I’m not even sure if they call it math workshop in New Zealand, but let’s just go with that. I observed a structure in my daughter’s Wellington school that allowed students to self-assess, determine their own schedule, attend targeted workshops, complete work on their own schedule, reflect on their learning, and learn from other students. Within this structure is a level of student ownership and autonomy I’ve always wanted in my classes. When I returned home, I spent the summer trying to figure out how to make it work. Here are the main components as I see them.

A sample weekly workshop schedule

__Assessment__

The workshop structure is driven by assessment—formative and summative. Each unit of study begins with a pre-assessment that is similar to the formal summative assessment. Students analyze their performance on the pretest, then use it to determine their needs throughout the unit. For example, a student may be able to multiply negative numbers with help from another student, but needs a workshop to understand how to subtract. Another student might need teacher-led workshops for both concepts.

Daily formative assessment determines gaps in understanding, and allow teachers to offer feedback.

__Quick 10__

The quick 10 is a set of problems to complete at the beginning of each class. I use a combination of random number multiplication tables and problems from Minute Math. These are relatively easy, but help students remember important ideas and vocabulary.

__Workshops__

Workshops are teacher-led. They are short—about 25 minutes, and they are targeted toward the needs of a small group.

__Consolidation__

Consolidation consists of activities in which the students practice relevant skills. Students mostly work independently during this time. Before I started teaching workshop, consolidation came in the form of homework assignments. Under the workshop structure, there is no homework.

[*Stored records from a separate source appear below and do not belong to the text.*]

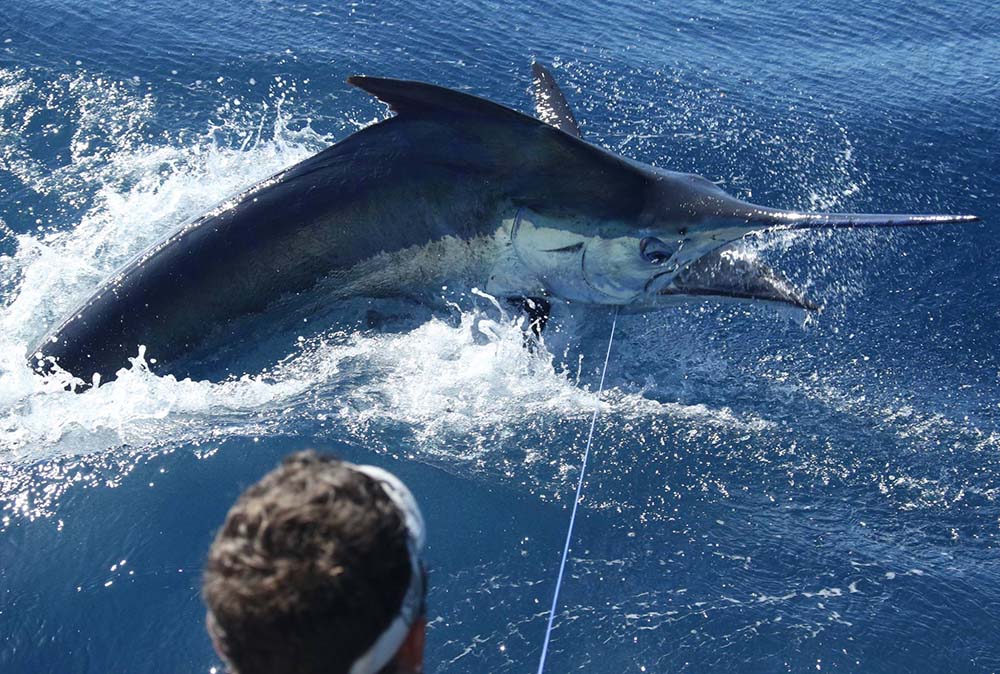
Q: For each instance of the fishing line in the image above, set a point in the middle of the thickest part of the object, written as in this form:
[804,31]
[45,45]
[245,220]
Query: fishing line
[576,501]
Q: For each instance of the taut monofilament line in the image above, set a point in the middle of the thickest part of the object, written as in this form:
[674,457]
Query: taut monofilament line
[576,501]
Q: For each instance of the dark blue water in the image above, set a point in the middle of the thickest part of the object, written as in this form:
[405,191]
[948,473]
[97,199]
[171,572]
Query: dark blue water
[763,496]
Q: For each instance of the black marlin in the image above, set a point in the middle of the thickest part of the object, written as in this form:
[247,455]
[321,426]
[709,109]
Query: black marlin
[451,185]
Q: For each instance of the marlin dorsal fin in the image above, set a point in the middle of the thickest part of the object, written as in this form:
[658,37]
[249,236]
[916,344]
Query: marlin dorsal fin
[408,98]
[550,103]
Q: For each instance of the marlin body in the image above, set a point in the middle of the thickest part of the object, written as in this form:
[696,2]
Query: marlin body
[452,185]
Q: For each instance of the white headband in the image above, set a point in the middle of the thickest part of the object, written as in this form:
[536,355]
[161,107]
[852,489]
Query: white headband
[388,643]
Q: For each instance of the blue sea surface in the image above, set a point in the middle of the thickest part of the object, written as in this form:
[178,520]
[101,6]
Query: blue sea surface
[765,493]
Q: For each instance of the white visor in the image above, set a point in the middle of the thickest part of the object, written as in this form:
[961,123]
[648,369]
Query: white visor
[388,643]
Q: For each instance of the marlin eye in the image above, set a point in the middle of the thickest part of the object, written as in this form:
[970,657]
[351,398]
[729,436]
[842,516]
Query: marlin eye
[654,251]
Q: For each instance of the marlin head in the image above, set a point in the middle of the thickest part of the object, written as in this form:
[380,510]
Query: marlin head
[675,243]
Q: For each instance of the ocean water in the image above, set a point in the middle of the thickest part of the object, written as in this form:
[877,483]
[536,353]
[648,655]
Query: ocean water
[765,493]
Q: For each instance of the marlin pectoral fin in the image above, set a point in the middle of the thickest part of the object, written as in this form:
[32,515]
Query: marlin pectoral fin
[550,103]
[537,311]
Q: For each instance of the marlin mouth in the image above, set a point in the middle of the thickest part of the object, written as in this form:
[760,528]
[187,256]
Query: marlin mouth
[730,274]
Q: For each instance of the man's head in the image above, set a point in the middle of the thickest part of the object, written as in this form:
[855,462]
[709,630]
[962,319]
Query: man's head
[316,571]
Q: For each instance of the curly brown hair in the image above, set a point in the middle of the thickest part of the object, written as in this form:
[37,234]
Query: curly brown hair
[310,566]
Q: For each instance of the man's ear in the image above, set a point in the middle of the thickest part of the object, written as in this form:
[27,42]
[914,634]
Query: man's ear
[410,656]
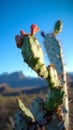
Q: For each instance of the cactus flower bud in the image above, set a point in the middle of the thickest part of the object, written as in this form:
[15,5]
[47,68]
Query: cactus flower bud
[34,29]
[22,33]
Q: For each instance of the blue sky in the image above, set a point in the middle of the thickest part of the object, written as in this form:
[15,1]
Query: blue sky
[20,14]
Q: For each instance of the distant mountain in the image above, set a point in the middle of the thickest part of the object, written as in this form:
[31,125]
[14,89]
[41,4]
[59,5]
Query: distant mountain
[17,80]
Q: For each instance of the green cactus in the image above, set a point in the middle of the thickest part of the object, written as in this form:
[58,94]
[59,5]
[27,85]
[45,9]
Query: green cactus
[33,56]
[55,55]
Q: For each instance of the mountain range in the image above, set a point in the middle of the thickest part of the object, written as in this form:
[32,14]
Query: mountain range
[17,81]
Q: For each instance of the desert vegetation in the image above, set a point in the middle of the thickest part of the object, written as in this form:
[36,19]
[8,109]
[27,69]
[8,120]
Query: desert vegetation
[8,108]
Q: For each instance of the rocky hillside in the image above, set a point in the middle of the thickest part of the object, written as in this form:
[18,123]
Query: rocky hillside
[17,80]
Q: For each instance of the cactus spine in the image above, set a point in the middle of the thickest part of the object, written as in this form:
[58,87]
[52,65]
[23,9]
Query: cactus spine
[55,55]
[48,113]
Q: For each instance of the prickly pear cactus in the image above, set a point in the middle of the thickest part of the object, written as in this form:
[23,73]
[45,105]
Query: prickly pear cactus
[56,57]
[48,114]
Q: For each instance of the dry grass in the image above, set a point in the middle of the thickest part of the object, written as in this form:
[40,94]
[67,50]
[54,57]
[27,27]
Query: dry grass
[8,107]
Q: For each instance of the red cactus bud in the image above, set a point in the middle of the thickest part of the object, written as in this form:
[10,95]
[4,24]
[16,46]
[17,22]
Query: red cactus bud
[34,29]
[22,33]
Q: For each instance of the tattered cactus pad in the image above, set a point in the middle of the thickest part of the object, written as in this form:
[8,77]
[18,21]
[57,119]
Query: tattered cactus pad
[54,99]
[32,52]
[42,112]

Students are expected to complete the work in class where they have time, space, and support to practice the new material.

__Rally Coaching__

In rally coaching, students work in pairs to practice mathematical processes and concepts. Students usually choose their own partners, but are encouraged to select a partner that will both support and challenge them.

__Reflection__

During the last five minutes of each class period, students write a reflection. They record any new learning, struggles, or thoughts from the day’s work. I collect their notebooks every day, read the reflections, and give feedback.

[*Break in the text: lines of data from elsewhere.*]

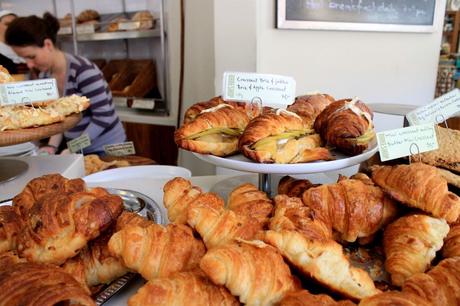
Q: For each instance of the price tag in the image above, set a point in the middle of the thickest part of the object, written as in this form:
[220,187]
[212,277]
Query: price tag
[270,88]
[397,143]
[437,111]
[79,143]
[28,91]
[120,149]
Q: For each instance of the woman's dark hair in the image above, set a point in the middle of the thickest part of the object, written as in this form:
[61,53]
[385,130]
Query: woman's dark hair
[32,30]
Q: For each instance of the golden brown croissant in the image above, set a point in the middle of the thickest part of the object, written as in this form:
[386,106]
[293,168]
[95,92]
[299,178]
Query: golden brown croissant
[37,188]
[395,298]
[347,125]
[60,224]
[179,194]
[247,200]
[305,298]
[451,246]
[420,186]
[157,251]
[11,225]
[294,187]
[217,225]
[410,244]
[281,137]
[29,284]
[183,288]
[440,286]
[351,208]
[251,270]
[214,132]
[292,214]
[324,261]
[310,106]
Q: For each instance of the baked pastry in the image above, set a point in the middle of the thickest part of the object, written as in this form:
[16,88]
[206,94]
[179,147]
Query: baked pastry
[440,286]
[323,261]
[347,125]
[410,244]
[214,132]
[183,288]
[60,224]
[24,116]
[350,207]
[427,189]
[157,251]
[294,187]
[39,284]
[309,106]
[281,137]
[251,270]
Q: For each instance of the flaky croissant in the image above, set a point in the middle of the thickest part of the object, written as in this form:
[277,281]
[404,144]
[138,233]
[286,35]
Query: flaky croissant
[347,125]
[157,251]
[410,244]
[352,208]
[324,261]
[251,270]
[440,286]
[310,106]
[183,288]
[420,186]
[29,284]
[60,224]
[281,137]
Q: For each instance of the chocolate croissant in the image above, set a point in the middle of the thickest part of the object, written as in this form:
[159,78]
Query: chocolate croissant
[347,125]
[410,244]
[309,106]
[281,137]
[420,186]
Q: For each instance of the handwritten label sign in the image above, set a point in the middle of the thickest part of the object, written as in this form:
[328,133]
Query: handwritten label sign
[407,141]
[269,88]
[28,91]
[437,111]
[120,149]
[79,143]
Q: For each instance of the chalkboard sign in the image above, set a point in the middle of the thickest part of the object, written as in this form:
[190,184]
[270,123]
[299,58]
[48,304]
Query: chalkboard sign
[363,15]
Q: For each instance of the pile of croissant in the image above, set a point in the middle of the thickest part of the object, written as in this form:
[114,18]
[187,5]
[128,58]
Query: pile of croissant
[304,132]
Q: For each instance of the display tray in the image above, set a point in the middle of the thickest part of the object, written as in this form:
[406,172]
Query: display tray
[241,163]
[11,137]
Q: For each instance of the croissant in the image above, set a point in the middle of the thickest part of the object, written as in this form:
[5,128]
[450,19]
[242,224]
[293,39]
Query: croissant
[440,286]
[179,194]
[157,251]
[214,132]
[451,246]
[324,261]
[11,226]
[37,188]
[395,298]
[60,224]
[410,244]
[217,225]
[248,200]
[292,214]
[28,284]
[305,298]
[427,190]
[309,106]
[351,207]
[281,137]
[183,288]
[293,187]
[347,125]
[251,270]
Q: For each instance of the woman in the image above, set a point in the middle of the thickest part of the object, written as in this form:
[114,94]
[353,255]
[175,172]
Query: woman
[34,39]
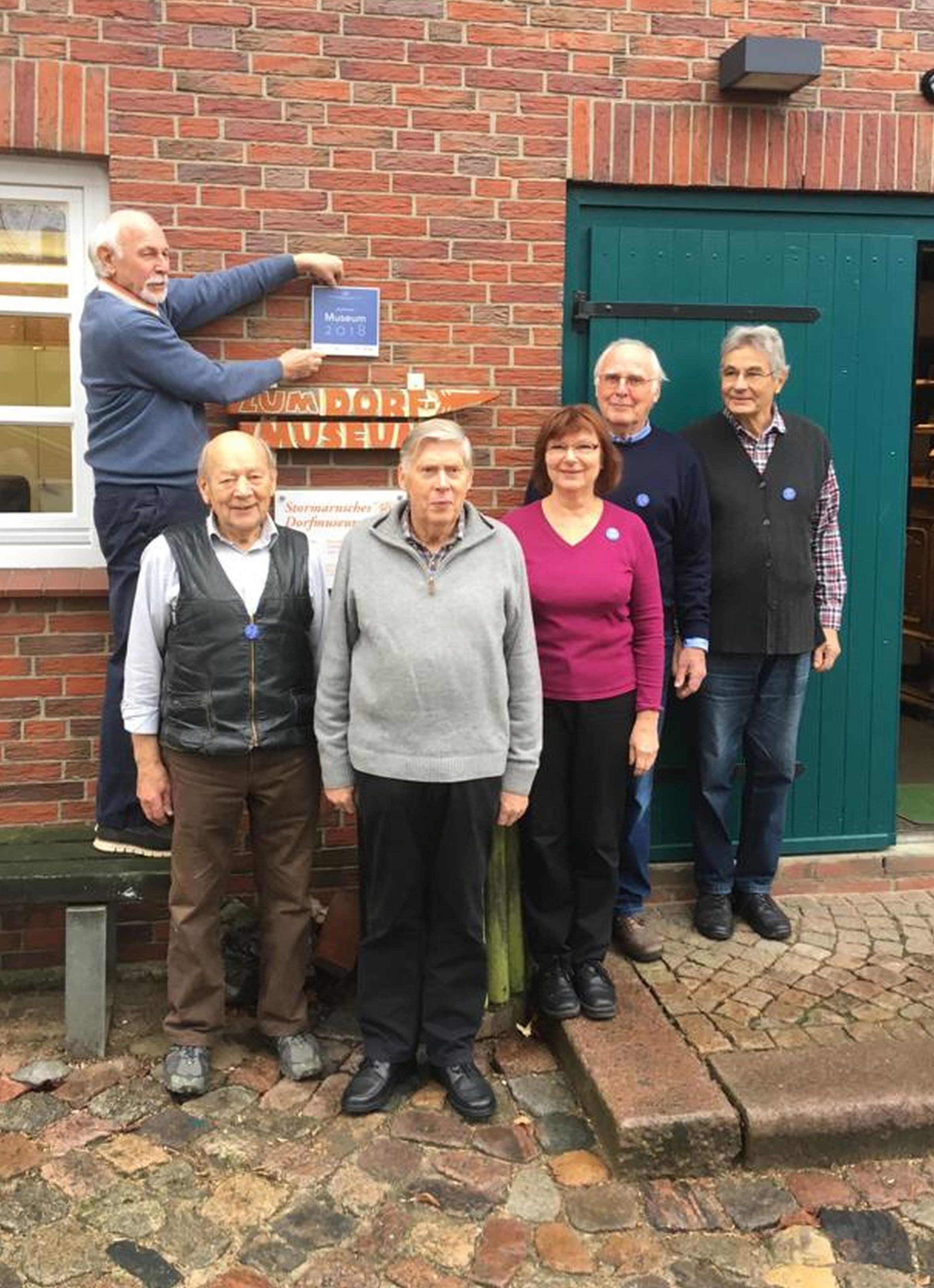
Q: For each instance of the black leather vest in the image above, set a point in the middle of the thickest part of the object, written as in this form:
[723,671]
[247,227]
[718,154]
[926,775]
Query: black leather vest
[762,596]
[231,682]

There are certainly challenges with math workshop. Creating and adhering to a schedule is not my strong suit. Additionally, I have frequent conversations with my seventh graders about how to manage time, work independently, and make good choices. Still, the students are responding well to their new autonomy and responsibility. They are logging more practice time than ever before, and can explain processes and concepts to their peers. I can differentiate more effectively and work more closely with individuals. Students remain engaged throughout tour 90-minute periods. Under this structure, they are social and active, yet productive.